Il se sert maintenant des fermes pour allécher ceux dont il désire faire ses partisans, ce ne sont pas les sans terres qui en profitent. Après tout si ces terres pouvaient produire de la nourriture pour le peuple, les fermiers aideraient avec plaisir les paysans pauvres à démarrer leurs exploitations. A quoi cela sert donc de les offrir aux vétérans de guerre – un vrai vétéran de guerre dans ce pays devrait être en retraite car s’il a participé à la guerre de libération il a du servir au moins pendant 5 ans de sa vie d’adulte et devrait donc atteindre au moins 45 ans.

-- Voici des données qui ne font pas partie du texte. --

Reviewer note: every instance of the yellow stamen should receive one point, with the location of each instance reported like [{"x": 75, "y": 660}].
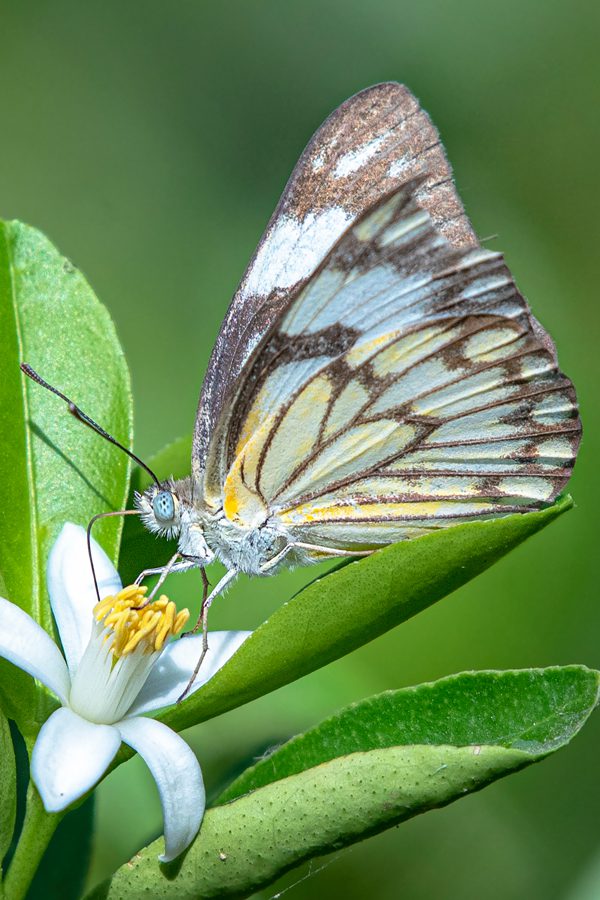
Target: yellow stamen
[{"x": 129, "y": 627}]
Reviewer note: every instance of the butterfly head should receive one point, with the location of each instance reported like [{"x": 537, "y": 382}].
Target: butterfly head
[{"x": 160, "y": 509}]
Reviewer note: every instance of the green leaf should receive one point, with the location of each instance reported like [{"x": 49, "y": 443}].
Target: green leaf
[
  {"x": 139, "y": 547},
  {"x": 353, "y": 605},
  {"x": 53, "y": 469},
  {"x": 398, "y": 761},
  {"x": 537, "y": 710},
  {"x": 8, "y": 787}
]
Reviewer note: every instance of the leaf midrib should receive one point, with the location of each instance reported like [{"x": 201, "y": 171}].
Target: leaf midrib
[{"x": 33, "y": 518}]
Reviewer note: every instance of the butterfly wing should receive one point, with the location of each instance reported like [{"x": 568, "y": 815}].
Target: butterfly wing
[
  {"x": 370, "y": 145},
  {"x": 405, "y": 387}
]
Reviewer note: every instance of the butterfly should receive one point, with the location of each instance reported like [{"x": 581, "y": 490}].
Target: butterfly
[{"x": 377, "y": 377}]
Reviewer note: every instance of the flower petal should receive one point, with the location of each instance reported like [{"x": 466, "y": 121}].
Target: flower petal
[
  {"x": 178, "y": 777},
  {"x": 72, "y": 591},
  {"x": 70, "y": 756},
  {"x": 26, "y": 644},
  {"x": 172, "y": 672}
]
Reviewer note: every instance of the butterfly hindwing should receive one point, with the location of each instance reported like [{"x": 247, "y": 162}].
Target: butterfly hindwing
[{"x": 406, "y": 386}]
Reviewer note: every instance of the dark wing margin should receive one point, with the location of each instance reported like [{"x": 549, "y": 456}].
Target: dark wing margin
[{"x": 369, "y": 146}]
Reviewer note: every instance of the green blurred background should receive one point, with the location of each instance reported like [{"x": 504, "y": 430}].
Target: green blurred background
[{"x": 150, "y": 141}]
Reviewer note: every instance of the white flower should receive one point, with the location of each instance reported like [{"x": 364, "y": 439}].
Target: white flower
[{"x": 116, "y": 666}]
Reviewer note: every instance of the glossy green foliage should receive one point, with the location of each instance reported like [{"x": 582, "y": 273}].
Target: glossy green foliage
[
  {"x": 354, "y": 604},
  {"x": 8, "y": 787},
  {"x": 52, "y": 468},
  {"x": 372, "y": 766}
]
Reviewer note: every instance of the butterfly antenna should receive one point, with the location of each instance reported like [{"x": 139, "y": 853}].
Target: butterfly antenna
[
  {"x": 83, "y": 417},
  {"x": 119, "y": 512}
]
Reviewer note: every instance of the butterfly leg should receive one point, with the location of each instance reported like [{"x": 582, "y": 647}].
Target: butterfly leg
[
  {"x": 175, "y": 564},
  {"x": 203, "y": 623}
]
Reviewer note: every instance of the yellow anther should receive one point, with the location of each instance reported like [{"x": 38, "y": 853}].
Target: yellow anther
[{"x": 129, "y": 628}]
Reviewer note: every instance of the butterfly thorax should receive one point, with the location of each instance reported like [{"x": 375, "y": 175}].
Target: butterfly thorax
[{"x": 206, "y": 534}]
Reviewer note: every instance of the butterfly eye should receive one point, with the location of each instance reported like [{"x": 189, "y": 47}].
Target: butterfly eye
[{"x": 164, "y": 506}]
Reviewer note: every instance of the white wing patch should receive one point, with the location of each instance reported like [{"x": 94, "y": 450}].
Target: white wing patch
[{"x": 293, "y": 250}]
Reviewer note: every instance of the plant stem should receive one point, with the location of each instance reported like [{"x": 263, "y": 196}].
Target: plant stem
[{"x": 38, "y": 828}]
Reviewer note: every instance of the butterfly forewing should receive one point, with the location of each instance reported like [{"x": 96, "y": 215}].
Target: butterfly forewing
[
  {"x": 405, "y": 387},
  {"x": 372, "y": 144}
]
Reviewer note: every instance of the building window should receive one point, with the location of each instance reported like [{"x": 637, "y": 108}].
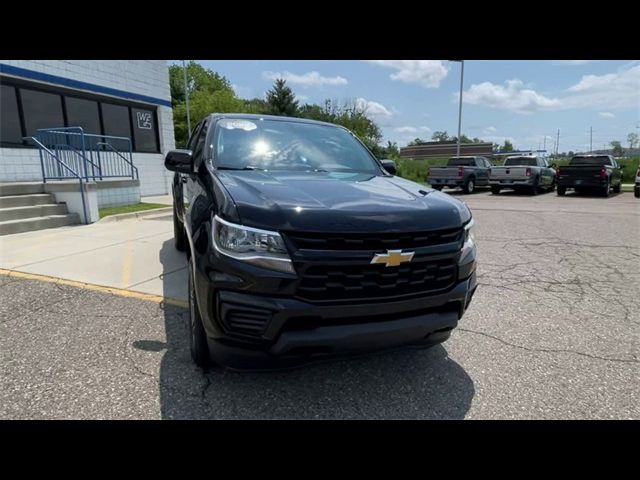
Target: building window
[
  {"x": 115, "y": 120},
  {"x": 41, "y": 110},
  {"x": 83, "y": 113},
  {"x": 144, "y": 130},
  {"x": 10, "y": 129},
  {"x": 28, "y": 106}
]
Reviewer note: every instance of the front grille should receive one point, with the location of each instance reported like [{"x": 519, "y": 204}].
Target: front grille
[
  {"x": 345, "y": 282},
  {"x": 373, "y": 242}
]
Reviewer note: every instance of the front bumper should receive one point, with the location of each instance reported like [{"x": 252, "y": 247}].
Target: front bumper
[
  {"x": 511, "y": 183},
  {"x": 251, "y": 329},
  {"x": 582, "y": 182},
  {"x": 447, "y": 182}
]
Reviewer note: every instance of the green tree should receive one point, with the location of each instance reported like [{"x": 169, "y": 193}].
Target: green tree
[
  {"x": 198, "y": 79},
  {"x": 392, "y": 151},
  {"x": 281, "y": 100},
  {"x": 618, "y": 151},
  {"x": 507, "y": 146},
  {"x": 440, "y": 136}
]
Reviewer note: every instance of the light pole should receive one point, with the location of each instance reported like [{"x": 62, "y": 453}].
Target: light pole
[
  {"x": 460, "y": 106},
  {"x": 186, "y": 97}
]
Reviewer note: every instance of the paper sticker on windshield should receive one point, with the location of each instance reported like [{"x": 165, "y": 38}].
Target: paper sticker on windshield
[{"x": 232, "y": 124}]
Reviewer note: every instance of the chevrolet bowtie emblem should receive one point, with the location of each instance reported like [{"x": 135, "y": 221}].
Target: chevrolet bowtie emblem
[{"x": 392, "y": 258}]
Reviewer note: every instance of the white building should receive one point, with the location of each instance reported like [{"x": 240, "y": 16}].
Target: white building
[{"x": 126, "y": 98}]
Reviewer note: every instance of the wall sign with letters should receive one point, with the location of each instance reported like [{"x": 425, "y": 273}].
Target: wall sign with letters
[{"x": 144, "y": 120}]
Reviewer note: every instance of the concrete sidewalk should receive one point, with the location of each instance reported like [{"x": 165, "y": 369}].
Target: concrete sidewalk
[{"x": 134, "y": 254}]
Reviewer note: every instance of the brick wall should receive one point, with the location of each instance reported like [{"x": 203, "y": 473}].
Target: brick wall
[{"x": 144, "y": 77}]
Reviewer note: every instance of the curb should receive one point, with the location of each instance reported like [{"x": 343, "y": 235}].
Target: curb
[
  {"x": 121, "y": 292},
  {"x": 143, "y": 213}
]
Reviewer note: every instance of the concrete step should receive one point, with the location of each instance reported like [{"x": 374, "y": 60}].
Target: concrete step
[
  {"x": 17, "y": 213},
  {"x": 23, "y": 188},
  {"x": 11, "y": 201},
  {"x": 38, "y": 223}
]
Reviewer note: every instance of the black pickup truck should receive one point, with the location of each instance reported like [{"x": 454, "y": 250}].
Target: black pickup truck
[
  {"x": 590, "y": 172},
  {"x": 302, "y": 245}
]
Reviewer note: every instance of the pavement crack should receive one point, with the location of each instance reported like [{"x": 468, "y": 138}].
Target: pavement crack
[{"x": 550, "y": 350}]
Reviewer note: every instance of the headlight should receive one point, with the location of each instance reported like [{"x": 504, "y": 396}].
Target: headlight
[
  {"x": 469, "y": 238},
  {"x": 252, "y": 245}
]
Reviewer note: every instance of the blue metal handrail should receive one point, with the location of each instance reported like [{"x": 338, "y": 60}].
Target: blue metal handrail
[
  {"x": 108, "y": 146},
  {"x": 59, "y": 163},
  {"x": 90, "y": 149}
]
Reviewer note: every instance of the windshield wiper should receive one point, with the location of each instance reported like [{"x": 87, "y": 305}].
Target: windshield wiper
[{"x": 248, "y": 167}]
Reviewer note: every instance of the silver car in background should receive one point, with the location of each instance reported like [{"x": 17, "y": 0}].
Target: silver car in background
[{"x": 523, "y": 172}]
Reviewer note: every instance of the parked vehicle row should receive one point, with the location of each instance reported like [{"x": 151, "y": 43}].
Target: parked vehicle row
[
  {"x": 531, "y": 173},
  {"x": 589, "y": 172}
]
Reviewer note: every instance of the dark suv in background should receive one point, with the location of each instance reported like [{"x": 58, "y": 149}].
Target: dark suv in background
[{"x": 301, "y": 245}]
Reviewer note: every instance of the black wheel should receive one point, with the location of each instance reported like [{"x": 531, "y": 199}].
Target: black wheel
[
  {"x": 179, "y": 236},
  {"x": 536, "y": 186},
  {"x": 470, "y": 185},
  {"x": 197, "y": 337}
]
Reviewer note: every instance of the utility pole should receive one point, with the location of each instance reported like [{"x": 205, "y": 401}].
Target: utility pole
[
  {"x": 460, "y": 106},
  {"x": 186, "y": 97}
]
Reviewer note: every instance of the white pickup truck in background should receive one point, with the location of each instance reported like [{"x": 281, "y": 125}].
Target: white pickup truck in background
[{"x": 523, "y": 172}]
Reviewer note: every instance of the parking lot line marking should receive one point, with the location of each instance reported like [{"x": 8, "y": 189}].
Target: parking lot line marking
[{"x": 97, "y": 288}]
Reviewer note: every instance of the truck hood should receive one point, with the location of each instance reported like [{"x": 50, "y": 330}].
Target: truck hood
[{"x": 339, "y": 202}]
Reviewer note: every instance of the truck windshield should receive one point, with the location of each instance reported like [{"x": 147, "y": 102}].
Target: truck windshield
[
  {"x": 257, "y": 144},
  {"x": 461, "y": 162},
  {"x": 599, "y": 161},
  {"x": 529, "y": 162}
]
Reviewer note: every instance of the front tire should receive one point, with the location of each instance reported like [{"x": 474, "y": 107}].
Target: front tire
[
  {"x": 536, "y": 186},
  {"x": 197, "y": 336},
  {"x": 470, "y": 185}
]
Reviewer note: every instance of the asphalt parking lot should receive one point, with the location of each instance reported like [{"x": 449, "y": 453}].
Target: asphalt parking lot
[{"x": 553, "y": 333}]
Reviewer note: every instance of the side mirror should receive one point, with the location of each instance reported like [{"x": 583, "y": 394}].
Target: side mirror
[
  {"x": 180, "y": 161},
  {"x": 390, "y": 166}
]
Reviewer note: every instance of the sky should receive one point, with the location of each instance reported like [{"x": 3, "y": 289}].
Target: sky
[{"x": 523, "y": 101}]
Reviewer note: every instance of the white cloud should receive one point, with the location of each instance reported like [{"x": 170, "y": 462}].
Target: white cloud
[
  {"x": 512, "y": 96},
  {"x": 375, "y": 109},
  {"x": 410, "y": 129},
  {"x": 243, "y": 92},
  {"x": 427, "y": 73},
  {"x": 571, "y": 62},
  {"x": 309, "y": 79},
  {"x": 612, "y": 90},
  {"x": 406, "y": 129}
]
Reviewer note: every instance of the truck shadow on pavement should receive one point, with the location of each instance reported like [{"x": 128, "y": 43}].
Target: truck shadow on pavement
[{"x": 420, "y": 384}]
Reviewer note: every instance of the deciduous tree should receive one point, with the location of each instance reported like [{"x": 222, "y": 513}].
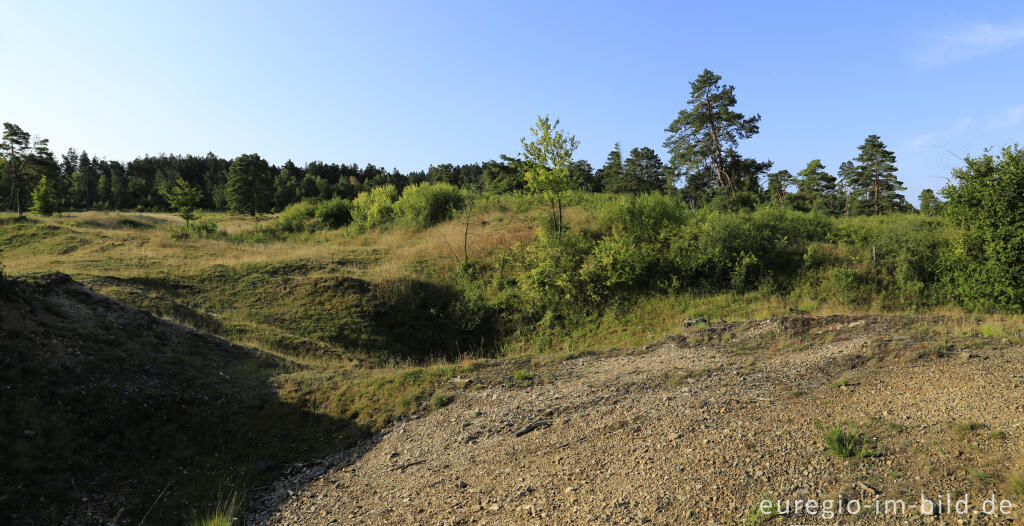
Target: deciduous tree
[{"x": 549, "y": 157}]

La terre doit être disponible plutôt pour les jeunes Zimbabwéens qui sortent de l’école d’agriculture, pour cela user donc de ce que vous avez déjà volé au lieu de confisquer plus encore.

Nous ne pouvons pas mener d’insurrection au Zimbabwe car, contrairement à ce que croit Mugabe, nous n’avons pas d’armes. Si le peuple devait se soulever alors il se ferait massacrer par cette armée gigantesque qui a épuisé les ressources du pays depuis des années. Et puis notre principale préoccupation reste de trouver de la nourriture pour nourrir notre famille.

Mugabe a démontré qu’il se foutait de la santé économique du pays. Les effets de la crise ne touchent plus seulement le peuple, et puis la plus grande partie de son armée est constituée de nos parents, ils sont forcés d’agir en  faveur de ce en quoi ils ne croient pas sous peine de se faire tuer et faire tuer leur famille.

Un de mes amis s’est fait arrêter ce week-end  (comme 1 300 autres personnes) parce qu’il portait une catapulte, un jouet que des petits garçons possèdent à partir de 6 ans ! Il est toujours en prison, ou je devrais dire en camp de concentration. Car les prisons ici ne sont pas comme en Europe, il n’y a pas de télévision ou de livres à lire. Les prisons ne s’occupent pas de loisirs, d’éducation ou de réhabilitation. Les toilettes y sont hors d’usage et on ne peut y aller que deux fois par jour. La couverture qu’ils vous donnent est tellement crasseuse et souillée que l’on préfère geler la nuit plutôt que d’en faire usage. Vous ne pouvez pas porter de sous-vêtement et ne pouvez rien recevoir de l’extérieur : pas de savon, pas de dentifrice, pas de papier toilette, vous êtes donc exposé à la dissémination du sida.

Ainsi pour une femme une peine de prison est une peine de mort. La nourriture y est de deux bols de porridge par jour, il y a 20 prisonniers dans des cellules de 6. Pour dormir il faut prendre son tour, bien sûr chaque prison est équipée de sa salle de torture.

Alors cela ne sert à rien de demander de refaire les élections, Mugabe nous referait le coup et puis les observateurs Sud-africains ont trouvé cela très bien.

Que faire donc ?

Envoyez nos témoignages à tous ceux qui s’intéressent à ce qui se passe au Zimbabwe, demandez leur de transmettre l’information à vos représentants, informez les Organisations internationales. Manifestez devant les ambassades du Zimbabwe, distribuez des tracts.

 Je risque deux ans de prisons pour avoir fait passer ce message, vous comprendrez alors que je désire rester anonyme. Merci de votre soutien.